Please note that this article discusses the legal case of hiQ v. LinkedIn regarding web scraping. However, it does not constitute legal advice and the opinions expressed are solely those of the author. For advice tailored to your specific project, country, or application, please consult with your local legal counsel.
You are probably trying to scrape LinkedIn. You might have found the ways of scraping LinkedIn, and you might be concerned about their legality. In this article we aim to debunk some myths and affirm some facts, all while looking at a highly-watched case amongst the web scraping enthusiasts and tech companies.
TLDR - is scraping LinkedIn legal or not?
The short answer is: it is legal to scrape LinkedIn properly.
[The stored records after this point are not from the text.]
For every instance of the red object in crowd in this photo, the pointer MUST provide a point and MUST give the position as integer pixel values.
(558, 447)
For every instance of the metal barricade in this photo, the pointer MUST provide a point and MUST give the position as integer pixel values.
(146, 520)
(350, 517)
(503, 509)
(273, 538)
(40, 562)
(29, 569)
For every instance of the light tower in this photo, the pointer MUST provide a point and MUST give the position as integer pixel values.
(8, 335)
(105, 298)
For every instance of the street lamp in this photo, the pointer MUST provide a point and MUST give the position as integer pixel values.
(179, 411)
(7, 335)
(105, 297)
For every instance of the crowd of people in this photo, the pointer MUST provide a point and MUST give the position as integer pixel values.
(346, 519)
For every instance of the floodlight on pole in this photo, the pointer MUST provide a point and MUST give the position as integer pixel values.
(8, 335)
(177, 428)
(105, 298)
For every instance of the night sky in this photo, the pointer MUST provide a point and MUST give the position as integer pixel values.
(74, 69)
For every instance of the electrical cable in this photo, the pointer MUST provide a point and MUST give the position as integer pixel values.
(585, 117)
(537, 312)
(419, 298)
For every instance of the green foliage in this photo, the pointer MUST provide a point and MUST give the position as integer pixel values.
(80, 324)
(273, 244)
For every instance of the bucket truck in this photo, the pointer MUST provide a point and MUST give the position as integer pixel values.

However, scraping LinkedIn a certain way could be illegal.
- Deal with public LinkedIn profiles only?
- Scrape LinkedIn profiles with fake logged-in accounts?
Let's start with some definitions.
Definition of web scraping & its legality
Web scraping is the act of extracting desired information and data from websites in order to make data mining more efficient and systematic. A web scraper is a bot that automatically and systematically goes through a target website and extracts specific information from it. This dataset can then be used for a variety of applications such as to automate hiring, leads generation, investment research or sales and marketing automation.
Why is web scraping a heated topic between companies and scrapers?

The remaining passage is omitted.